Several papers are also explicit about incompleteness. The Carnapian reconstruction program argues only that RaQM is possible in principle; it does not claim that such a reconstruction already exists (Toader, 2024). Fact-nets are presented as a program rather than a completed theory, with open questions including infinite fact-sets, time and causality, Wigner’s friend, nonlocality, entropy and information-theoretic structure, general POVMs, and category-theoretic refinement (Martin-Dussaud et al., 2022).
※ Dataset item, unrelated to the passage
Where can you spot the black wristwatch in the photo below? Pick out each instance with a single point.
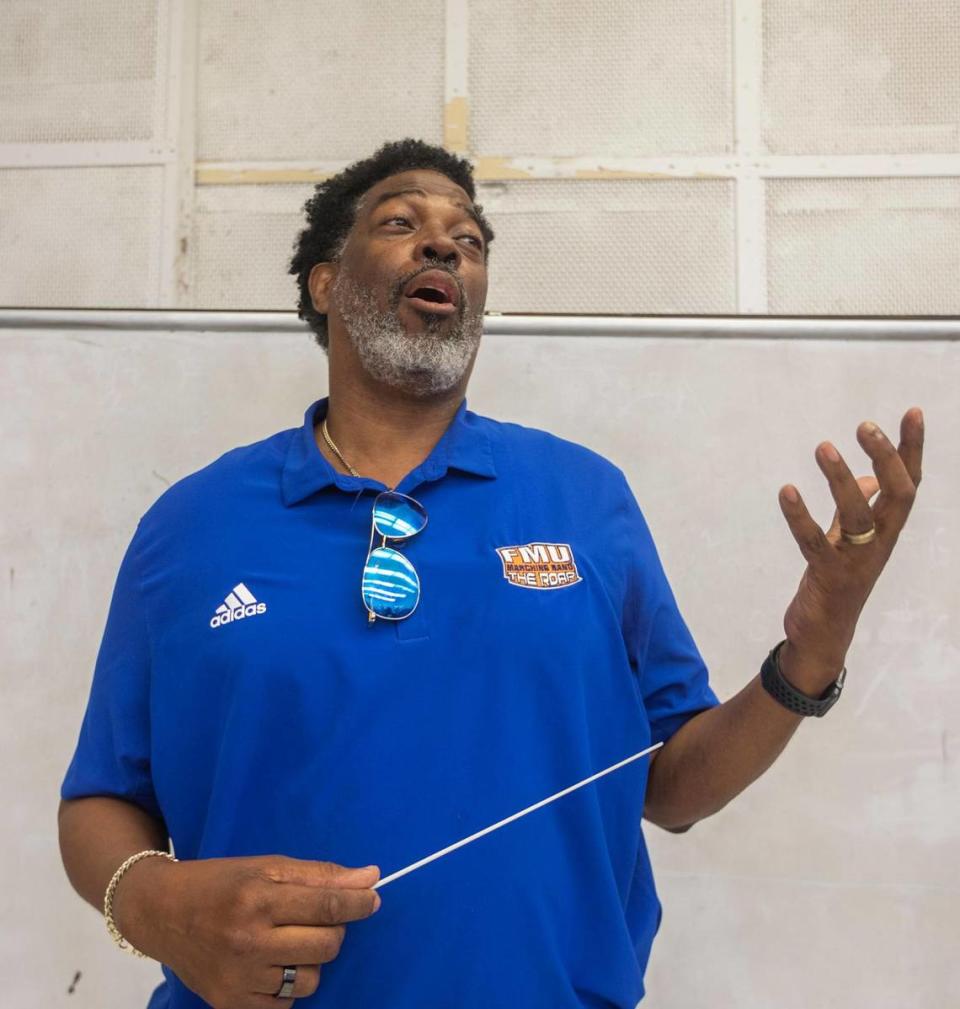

Even in adjacent probabilistic reconstructions, the role of complex numbers remains a live issue: the QBist analysis of real-vector-space quantum theory finds that the elegant SIC-based Born-rule rewriting of complex quantum mechanics largely disappears in the real case, where the optimal informationally complete reference devices are asymmetric and the resulting formula is “genuinely ugly.” A plausible implication is that, for at least some rationalist reconstructions, the complex field is not merely convenient notation but part of the structural specialness of ordinary quantum theory (Fuchs et al., 2022).
Taken together, these works portray Rational Quantum Mechanics as a broad reconstructionist domain rather than a single doctrine. Its unifying question is not whether quantum mechanics is true, but what sort of rational structure makes it intelligible: formal-inferential, Bayesian, epistemic, relational, arithmetic, or ontological. The answer remains unsettled, and that unsettledness is itself a defining feature of the contemporary RaQM literature.